I used the Bob Ross dataset for this tidying project.
I started by loading the required libraries and the dataset.
# load required libraries
library(tidyverse)
## -- Attaching packages -------------------------------------------- tidyverse 1.3.0 --
## v ggplot2 3.2.1 v purrr 0.3.3
## v tibble 2.1.3 v dplyr 0.8.3
## v tidyr 1.0.0 v stringr 1.4.0
## v readr 1.3.1 v forcats 0.4.0
## -- Conflicts ----------------------------------------------- tidyverse_conflicts() --
## x dplyr::filter() masks stats::filter()

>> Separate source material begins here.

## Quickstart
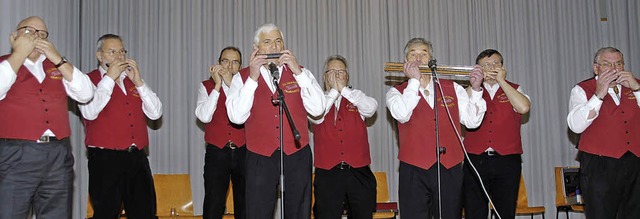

## x dplyr::lag() masks stats::lag()
# load the bob ross csv
br <- read.csv("bob_ross.csv", header = TRUE)
Next, I tidied the data using pivot_longer, filter, and separate.
# tidy the bob ross csv (pivot_longer, filter, separate, select, group_by, mutate)
br <- br %>%
pivot_longer(c("APPLE_FRAME":"WOOD_FRAMED"),
names_to = "element",
values_to = "present") %>%
filter(present == 1) %>%
separate("EPISODE", into = c("season", "episode"), sep = "E") %>%
separate("season", into = c("S", "season"), sep = "S") %>%
select(-S)
br$season <- as.integer(br$season)
br$episode <- as.integer(br$episode)
Finally, I created a new dataframe with based on the most common elements in the dataset and graphed this.
# create a data frame containing only one instance of each object
most_common <- br %>%
group_by(element) %>%
mutate("total" = sum(present)) %>%
distinct(element, total) %>%
filter(total > 50)
# plot the most popular elements
ggplot(most_common, aes(x = reorder(element, total), y = total)) +
geom_bar(stat = "identity") +
labs(x = "Element",
y = "Total Appearances") +
coord_flip()
Based on my analysis,Bob Ross looked at a lot of paintings with trees. Tree and Trees were the two most common words in the dataset.